#SSL_HowTo

How to guide for enabling SSL and generating self-signed certificates for Ubuntu.

Enable Mod SSL

sudo a2enmod ssl

Generate a key (You will be prompted to create a pass phrase, setting one will require you enter the passphrase anytime the secure service is restart. Not setting one is more convienent, but less secure)

sudo openssl genrsa -des3 -out server.key 2048

Create insecure key

sudo openssl rsa -in server.key -out server.key.insecure

Reverse the key names

sudo mv server.key server.key.secure
sudo mv server.key.insecure server.key

Create a Certificate Signing Request (CSR)

sudo openssl req -new -sha256 -key server.key -out server.csr

You'll be prompted to answer some questions:

Country [US]
State/Province [District of Columbia]
Locality [Washington]
Organization [GWU Libraries]
Organizational Unit [Scholarly Technology Group]
Common Name [DNS Name]
Email Address [gwlib-root@groups.gwu.edu]

Leave the challange section blank in most cases.
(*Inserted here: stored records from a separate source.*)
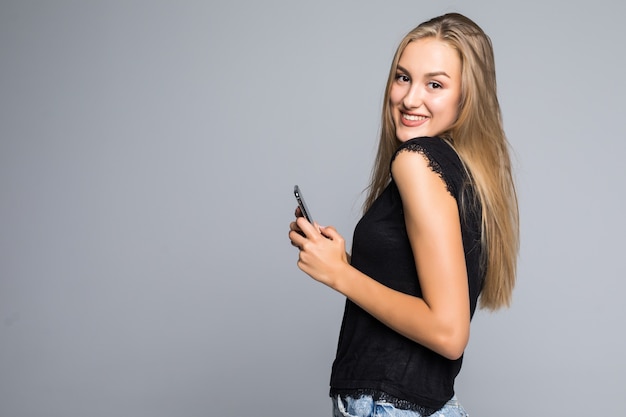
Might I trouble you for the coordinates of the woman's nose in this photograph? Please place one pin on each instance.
(413, 98)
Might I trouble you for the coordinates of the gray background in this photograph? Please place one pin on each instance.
(148, 152)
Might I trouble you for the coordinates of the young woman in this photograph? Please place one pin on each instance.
(440, 230)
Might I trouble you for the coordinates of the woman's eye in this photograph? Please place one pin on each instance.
(403, 78)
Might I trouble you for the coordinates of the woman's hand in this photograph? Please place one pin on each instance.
(322, 250)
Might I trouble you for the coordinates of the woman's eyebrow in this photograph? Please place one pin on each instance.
(427, 75)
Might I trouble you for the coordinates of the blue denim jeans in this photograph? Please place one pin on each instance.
(367, 407)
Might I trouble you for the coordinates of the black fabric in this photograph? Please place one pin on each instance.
(371, 358)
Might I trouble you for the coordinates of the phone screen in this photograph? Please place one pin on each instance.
(302, 204)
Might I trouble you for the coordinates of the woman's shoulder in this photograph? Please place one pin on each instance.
(441, 157)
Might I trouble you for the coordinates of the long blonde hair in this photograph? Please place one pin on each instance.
(479, 140)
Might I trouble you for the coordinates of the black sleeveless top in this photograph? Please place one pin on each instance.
(371, 358)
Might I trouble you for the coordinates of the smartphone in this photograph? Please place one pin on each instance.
(303, 208)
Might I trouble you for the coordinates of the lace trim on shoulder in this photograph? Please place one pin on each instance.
(432, 163)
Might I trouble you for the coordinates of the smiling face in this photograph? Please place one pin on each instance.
(425, 94)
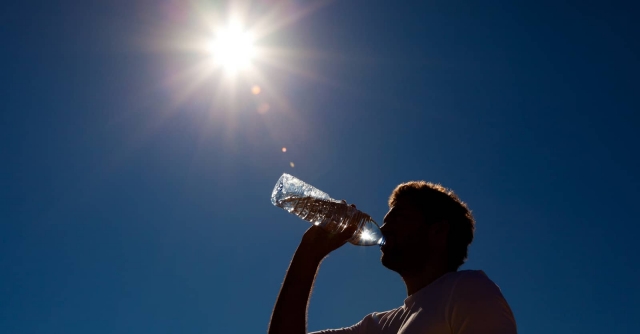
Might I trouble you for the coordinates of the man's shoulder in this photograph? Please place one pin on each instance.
(471, 277)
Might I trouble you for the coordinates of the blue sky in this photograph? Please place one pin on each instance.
(135, 193)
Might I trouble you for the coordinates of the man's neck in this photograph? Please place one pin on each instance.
(419, 280)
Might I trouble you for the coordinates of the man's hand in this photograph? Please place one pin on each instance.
(290, 313)
(318, 243)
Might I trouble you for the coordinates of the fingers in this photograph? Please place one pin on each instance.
(345, 202)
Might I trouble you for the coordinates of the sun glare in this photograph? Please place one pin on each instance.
(233, 48)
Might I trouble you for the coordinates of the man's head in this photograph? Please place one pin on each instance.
(426, 223)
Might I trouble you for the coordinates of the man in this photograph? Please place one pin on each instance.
(427, 231)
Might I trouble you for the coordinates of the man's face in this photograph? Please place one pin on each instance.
(407, 246)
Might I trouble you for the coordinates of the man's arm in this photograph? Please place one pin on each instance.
(477, 306)
(290, 313)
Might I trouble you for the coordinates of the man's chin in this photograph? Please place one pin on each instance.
(388, 262)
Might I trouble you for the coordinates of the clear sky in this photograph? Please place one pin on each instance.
(136, 175)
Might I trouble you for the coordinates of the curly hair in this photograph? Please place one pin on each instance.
(438, 203)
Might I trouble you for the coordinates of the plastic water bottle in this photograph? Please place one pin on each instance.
(318, 208)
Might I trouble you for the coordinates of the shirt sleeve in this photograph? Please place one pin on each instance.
(477, 306)
(368, 325)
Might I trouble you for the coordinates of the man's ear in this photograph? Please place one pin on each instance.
(440, 230)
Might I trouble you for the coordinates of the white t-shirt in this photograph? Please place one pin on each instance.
(463, 302)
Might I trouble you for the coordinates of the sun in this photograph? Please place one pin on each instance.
(233, 48)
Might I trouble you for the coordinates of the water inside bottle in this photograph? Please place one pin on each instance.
(334, 217)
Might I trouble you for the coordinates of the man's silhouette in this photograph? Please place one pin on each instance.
(427, 230)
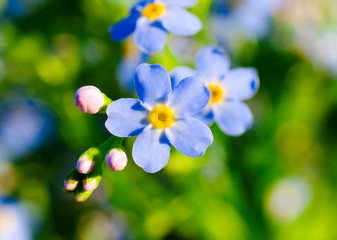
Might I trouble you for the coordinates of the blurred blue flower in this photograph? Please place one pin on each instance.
(14, 221)
(150, 20)
(228, 89)
(161, 117)
(24, 125)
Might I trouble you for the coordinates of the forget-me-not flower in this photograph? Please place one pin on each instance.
(161, 117)
(228, 87)
(152, 19)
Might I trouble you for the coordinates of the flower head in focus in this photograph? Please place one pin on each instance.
(152, 19)
(228, 89)
(161, 117)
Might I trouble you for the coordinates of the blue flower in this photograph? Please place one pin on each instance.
(228, 89)
(161, 117)
(152, 19)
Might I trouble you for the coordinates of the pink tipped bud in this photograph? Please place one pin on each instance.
(82, 196)
(116, 159)
(70, 184)
(85, 165)
(89, 99)
(91, 183)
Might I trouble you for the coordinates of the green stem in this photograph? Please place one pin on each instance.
(107, 102)
(170, 55)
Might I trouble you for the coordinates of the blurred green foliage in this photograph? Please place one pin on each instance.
(63, 45)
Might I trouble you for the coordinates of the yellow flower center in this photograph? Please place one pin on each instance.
(217, 93)
(161, 117)
(153, 10)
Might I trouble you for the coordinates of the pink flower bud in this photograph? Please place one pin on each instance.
(116, 159)
(85, 165)
(89, 99)
(70, 184)
(82, 196)
(90, 184)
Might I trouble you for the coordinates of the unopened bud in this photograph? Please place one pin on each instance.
(70, 184)
(72, 180)
(116, 159)
(91, 183)
(87, 160)
(82, 195)
(89, 99)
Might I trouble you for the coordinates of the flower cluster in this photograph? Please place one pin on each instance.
(151, 20)
(174, 109)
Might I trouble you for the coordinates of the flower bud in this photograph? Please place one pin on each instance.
(89, 99)
(91, 182)
(72, 180)
(70, 184)
(82, 195)
(116, 159)
(87, 161)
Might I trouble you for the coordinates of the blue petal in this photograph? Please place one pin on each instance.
(241, 83)
(181, 3)
(152, 83)
(190, 136)
(234, 118)
(150, 36)
(205, 115)
(124, 28)
(181, 22)
(126, 117)
(212, 62)
(151, 150)
(179, 73)
(189, 97)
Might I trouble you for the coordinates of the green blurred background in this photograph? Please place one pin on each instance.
(277, 181)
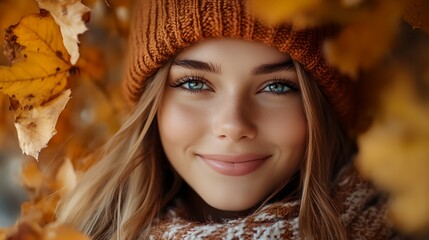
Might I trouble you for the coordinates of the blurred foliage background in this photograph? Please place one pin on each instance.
(383, 45)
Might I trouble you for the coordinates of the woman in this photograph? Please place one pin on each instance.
(238, 132)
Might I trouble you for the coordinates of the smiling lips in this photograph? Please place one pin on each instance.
(234, 165)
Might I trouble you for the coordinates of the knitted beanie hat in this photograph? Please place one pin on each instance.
(161, 28)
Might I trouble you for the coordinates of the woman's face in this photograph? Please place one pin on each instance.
(231, 121)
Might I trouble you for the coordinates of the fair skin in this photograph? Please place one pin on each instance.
(231, 122)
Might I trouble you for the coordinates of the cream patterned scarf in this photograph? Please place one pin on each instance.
(364, 216)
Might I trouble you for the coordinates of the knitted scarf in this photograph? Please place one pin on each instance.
(363, 213)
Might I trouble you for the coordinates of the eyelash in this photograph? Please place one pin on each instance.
(293, 87)
(200, 78)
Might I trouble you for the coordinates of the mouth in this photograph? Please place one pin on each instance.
(234, 165)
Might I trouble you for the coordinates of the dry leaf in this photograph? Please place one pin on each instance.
(71, 16)
(31, 176)
(40, 63)
(275, 11)
(394, 152)
(39, 71)
(417, 15)
(36, 126)
(66, 178)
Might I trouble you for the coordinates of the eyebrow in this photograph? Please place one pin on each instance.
(197, 65)
(274, 67)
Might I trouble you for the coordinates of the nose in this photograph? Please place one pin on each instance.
(233, 121)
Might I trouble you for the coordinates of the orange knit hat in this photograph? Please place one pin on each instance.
(161, 28)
Get a signature for your certificate.

If you're getting a proper certificate, send the csr file to a Certificate Authority (CA) and they will send back a certificate. At GWU, email it to ithelp@gwu.edu and request an InCommon signed certificate.

Self Signing

If you're working in development and would prefer to sign the certificate yourself, do the following

sudo openssl x509 -req -days 365 -in server.csr -signkey server.key -out server.crt

Install SSL certs

sudo cp server.crt /etc/ssl/certs
sudo cp server.key /etc/ssl/private

Configure Virtual Host

sudo cp /etc/apache2/sites-available/default-ssl /etc/apache2/sites-available/host-ssl (where 'host' is domain name i.e. library.gwu.edu-ssl)

Configure the following in your virtual host file

<VirtualHost *:443>
ServerName example.com:443
...
SSLEngine on
SSLProtocol ALL -SSLv2 -SSLv3
SSLHonorCipherOrder On
SSLCipherSuite ECDH+AESGCM:DH+AESGCM:ECDH+AES256:DH+AES256:ECDH+AES128:DH+AES:ECDH+3DES:DH+3DES:RSA+AESGCM:RSA+AES:RSA+3DES:!aNULL:!MD5:!DSS
SSLCertificateFile /etc/ssl/certs/server.crt
SSLCertificateKeyFile /etc/ssl/private/server.key
...
</VirtualHost>

##Enable the virtual host file sudo a2ensite host-ssl (as named earlier when you copied the default-ssl file, i.e. library.gwu.edu-ssl)

(Optional) Add the following to your .htaccess file to rewrite traffic to http to https

RewriteEngine On
RewriteCond %{HTTPS} off
RewriteRule (.*) https://%{HTTP_HOST}%{REQUEST_URL} [R=301,L]

Restart Apache2

sudo service apache2 restart

Test and verify your conf

GWU Intermediary

To work across all browser/os combinations (I'm looking at you Chrome/Android) install an intermediary certificate. For sites with a cert from GW: Download the intermediary cert provided by GWU (usually in the same email as the root certificate: the download option labelled "X509 Intermediates/root only, Base64 encoded"). Then add the following directive after the certificate and key files: SSLCertificateChainFile /etc/ssl/intermediate/library_gwu_edu_interm.cer.

InCommon Intermediary

If you're using a certificate signed by in-common, download their intermediary bundle and include it in your chain. The bundle is available at http://www.incommon.org/certificates/repository/sha384%20Intermediate%20cert.txt. Rename this certificate and move it to /etc/ssl/intermediate/incommon-ssl.ca-bundle. Then add the following directive after the certificate and key files: /etc/ssl/intermediate/incommon-ssl.ca-bundle.